Face à la déroute de ses soldats dans le Nord-Kivu, la justice militaire congolaise a décidé de sévir contre ceux qu’elle considère comme des déserteurs.
Vingt-deux militaires congolais accusés de « fuite devant l’ennemi » lors des combats contre les rebelles du Mouvement du 23 mars (M23) ont été condamnés à mort, lundi 8 juillet, dans l’est de la République démocratique du Congo (RDC), a-t-on appris auprès d’un de leurs avocats.
A l’issue de l’audience, le tribunal de Lubero (Nord-Kivu, est) a prononcé seize condamnations à mort, trois peines de dix ans de prison et trois acquittements, alors que l’accusation avait requis samedi la peine capitale contre les accusés. Dans une autre affaire examinée et jugée dans la foulée, six soldats ont été condamnés à mort et un a été acquitté, a déclaré à l’Agence France-Presse (AFP) l’avocat Jules Muvweko.
Mercredi, le même tribunal, qui siégeait alors dans le village d’Alimbongo, à environ 70 kilomètres de Lubero, avait condamné vingt-cinq militaires à la peine capitale. Enfin, vendredi à Lubero, deux peines similaires avaient été prononcées. Tous étaient poursuivis pour « lâcheté », « fuite devant l’ennemi », « dissipation de munitions de guerre », « violation des consignes », « meurtre », « vol », « pillages » ou encore « extorsion ». Au total, près de 50 condamnations à mort ont été prononcées en moins d’une semaine pour les mêmes motifs.
Caractère « dissuasif et pédagogique »
Ces audiences ont un caractère « dissuasif et pédagogique », avait déclaré vendredi à l’AFP la capitaine Mélissa Kahambu Muhasa, représentant le ministère public.
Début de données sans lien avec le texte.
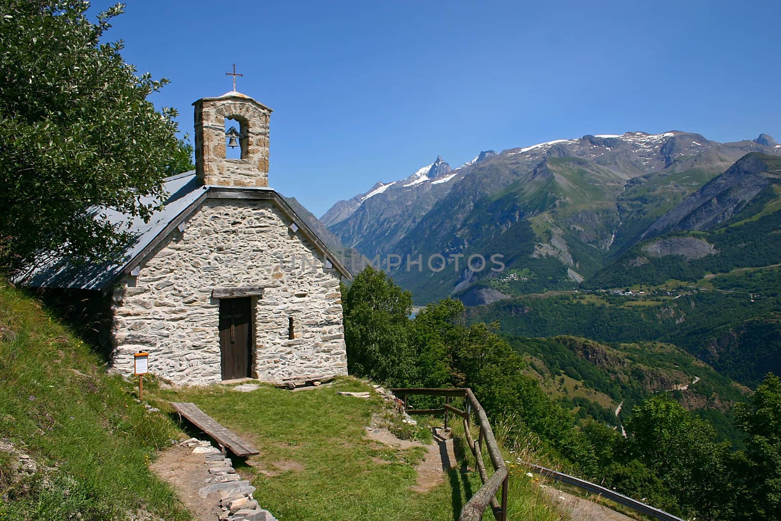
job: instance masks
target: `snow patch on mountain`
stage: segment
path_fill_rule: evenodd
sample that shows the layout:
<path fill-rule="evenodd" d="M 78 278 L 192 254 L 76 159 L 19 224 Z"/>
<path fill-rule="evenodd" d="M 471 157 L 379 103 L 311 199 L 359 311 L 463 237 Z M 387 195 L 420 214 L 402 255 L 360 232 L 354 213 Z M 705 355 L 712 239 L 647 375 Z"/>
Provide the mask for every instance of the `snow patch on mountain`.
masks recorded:
<path fill-rule="evenodd" d="M 375 188 L 372 191 L 364 195 L 363 198 L 361 199 L 361 202 L 363 202 L 370 197 L 374 197 L 377 194 L 382 194 L 383 191 L 385 191 L 393 185 L 396 184 L 396 181 L 394 181 L 393 183 L 388 183 L 387 184 L 383 184 L 383 183 L 380 182 L 380 184 L 382 184 L 382 186 Z"/>
<path fill-rule="evenodd" d="M 412 180 L 411 182 L 408 183 L 407 184 L 403 184 L 402 186 L 405 187 L 411 187 L 411 186 L 414 186 L 415 184 L 419 184 L 421 183 L 423 183 L 423 182 L 428 180 L 428 179 L 429 179 L 429 177 L 428 177 L 429 171 L 431 170 L 431 167 L 433 166 L 434 166 L 434 163 L 431 163 L 430 165 L 429 165 L 427 166 L 423 166 L 422 169 L 420 169 L 419 170 L 418 170 L 417 172 L 415 172 L 415 173 L 413 173 L 412 175 L 411 175 L 409 177 L 408 177 L 407 179 L 405 179 L 405 180 Z"/>
<path fill-rule="evenodd" d="M 458 174 L 451 173 L 449 176 L 445 176 L 444 177 L 440 177 L 437 180 L 431 181 L 431 184 L 442 184 L 443 183 L 447 183 L 450 180 L 453 179 L 453 177 L 455 177 Z"/>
Elles visent à empêcher les militaires d’abandonner leur poste sur les lignes de front, un « fléau », selon l’armée.
Dans son réquisitoire, elle a appelé le tribunal militaire à « condamner à la pleine la plus lourde ces militaires qui ont gaspillé les munitions pour se donner un couloir au lieu de défendre la nation », a-t-elle insisté.
La défense des soldats a vivement réagi à cette demande et plaidé les circonstances atténuantes. « On laisse des militaires cinq jours sans manger sur la ligne de front, que vont-ils faire ? », s’était interrogé Me Muvweko. « Le gouvernement doit prendre soin d’eux au front pour éviter tout ça », avait-il lancé devant les juges.
Ces procès ont lieu alors que l’offensive d’ampleur de la rébellion du M23, soutenue par le Rwanda, s’est emparée fin juin 2023 de nouvelles localités sur le front nord du conflit. Depuis la fin de la semaine du 24 juin au 30 juin, les rebelles ont pris le contrôle de plusieurs villes sur ce front nord, notamment Kanyabayonga. Située à une centaine de kilomètres de Goma, capitale provinciale du Nord-Kivu, elle est considérée comme un verrou contrôlant vers le nord les accès aux villes de Butembo et de Beni, fiefs de l’importante tribu Nande et grands centres commerciaux du pays.
« Débarrasser l’armée des traîtres »
La déroute de l’armée congolaise et de ses milices supplétives face à la progression rebelle a suscité à Kinshasa des soupçons d’infiltration des forces de sécurité. De nombreux militaires, y compris des officiers supérieurs, ainsi que des personnalités politiques et du monde économique, ont été arrêtés et accusés de « complicité avec l’ennemi ».
En mars, l’ancienne ministre de la justice, Rose Mutombo, avait notifié dans une circulaire la levée du moratoire sur la peine de mort qui était en vigueur depuis plus de vingt ans en RDC. Selon le gouvernement, cette mesure, très critiquée par les organisations de défense des droits humains, cible en priorité les militaires accusés de trahison.
Le rétablissement des exécutions vise à « débarrasser l’armée de notre pays des traîtres et à endiguer la recrudescence d’actes de terrorisme et de banditisme urbain entraînant mort d’homme », avait écrit Mme Mutombo. En mai, les premières peines de mort avaient été prononcées à Goma pour « lâcheté » et « fuite devant l’ennemi » à l’encontre de huit militaires, dont cinq officiers.